Understanding Teen Slang
Kim Hoelzli of Thamesford, Ontario, doesn't mind much of the slang used by kids these days, but she did put a stop to them saying, "My grandma is pimpin'!"
"I know if something is pimpin', it's a good thing, but it just didn't sound right, you know?" Hoelzli says.
Slang words have been in use since the beginning of language. Slang can be playful or cruel. It's used as a euphemism for drugs or sex. For kids, slang often acts as a secret vocabulary that allows them to fit in with their peers while attempting to keep their parents out of the loop. The popularity of instant messaging, text messaging and pop culture as seen on MTV has taken slang to new levels.
In the Know
Some parents cringe at the idea of their children using anything but proper or formal language, particularly around adults. "I'm fine with most kids using it when they talk to each other – kids need to have something they feel is their own," says Joyce Anthony of Erie, Pa. "I don't approve of its use around adults or when talking to adults. It seems disrespectful to me."
However, it is good for parents to know not only what their kids are talking about, but also how their kids are talking, says Jonathan McKee of The Source for Youth Ministry. "Parents should be aware of what terms are harmless and what terms are harmful," he says. "So many of these phrases are drug and sex references." To help parents understand their kids' language, McKee helped found The Slang Dictionary, an on-line reference source.
As Kim Hoelzi has learned, in today's language, "pimp" means "cool," not someone who hustles a ring of prostitutes. On the other hand, says McKee, "if parents hear their son talking with his friends about 'hitting it' the other night, then they're going to have to have a serious sit-down talk with him." The term hitting it, according to the Slang Dictionary, means having sex.
When to Worry
While most slang is harmless – or at the very worst, annoying – parents do need to be aware of ethnic, sex and drug slang. These are the words that kids use as code to hide behavior from their parents. For example, a couple of middle-school-aged boys were talking about rainbows. The parents who overheard the conversation thought it was a little odd, boys talking about rainbows, but they otherwise ignored the conversation. Later, the parents discovered the boys were actually talking about receiving oral sex from a number of girls who wear different colors of lipstick.
Although most sex slang is universal, drug slang tends to be more regional or ethnic. "Drug slang operates more like a special language used to disguise what's going on," says Timothy Jay, a professor of psychology at Massachusetts College of Liberal Arts and author of Cursing in America: A Psycholinguistic Study of Dirty Language in the Courts, in the Movies, in the Schoolyards and on the Streets (John Benjamins Publishing Co., 1992). "It separates those who know from those who do not know about drugs. Like true slang, the terms become obsolete and have to be replaced by new terms."
On the Bright Side
Jay also says that just because your kids use sexual slang or drug slang "does not mean they are sexually active drug users. It means that most of their peers use this kind of language and to not be hip to the jargon is to be a nerd, an outsider, a goody goody. Most teens don't want that."

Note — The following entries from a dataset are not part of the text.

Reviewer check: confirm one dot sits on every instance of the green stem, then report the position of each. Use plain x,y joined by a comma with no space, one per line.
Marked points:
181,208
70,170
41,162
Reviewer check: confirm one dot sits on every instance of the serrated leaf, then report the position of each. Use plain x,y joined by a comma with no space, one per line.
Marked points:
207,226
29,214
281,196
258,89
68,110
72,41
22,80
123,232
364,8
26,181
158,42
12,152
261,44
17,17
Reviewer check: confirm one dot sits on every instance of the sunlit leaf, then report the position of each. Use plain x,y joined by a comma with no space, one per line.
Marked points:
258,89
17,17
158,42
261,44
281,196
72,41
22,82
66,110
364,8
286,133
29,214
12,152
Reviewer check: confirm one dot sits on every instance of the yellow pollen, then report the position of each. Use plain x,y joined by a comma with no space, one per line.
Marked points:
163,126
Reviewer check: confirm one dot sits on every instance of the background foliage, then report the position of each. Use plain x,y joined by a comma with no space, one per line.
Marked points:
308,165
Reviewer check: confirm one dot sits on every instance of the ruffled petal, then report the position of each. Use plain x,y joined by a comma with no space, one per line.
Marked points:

"I don't think slang, in itself, is harmful," says McKee. "Where slang becomes harmful is when it creates even further distance between teenagers and their parents. Parents need to seek to know their kids. The best gift we can give kids is our time. When we seek to get to know our kids' wants, their desires, their likes and dislikes, their music, their language, that shows them that we want to get to know them."
It also helps to have a sense of humor about kids and their use of slang. Kim Hoelzli tells the story of one of her son's friends who said his sister didn't join the swim team because she was "stacked." "Now, I know he meant that she was busy, but I had a picture of her bust being so big when she tried to front crawl, it dragged her down to the bottom of the pool," says Hoelzli. "I suggested [to my son's friend] that he might want to rethink using that one. He told me I had a dirty mind."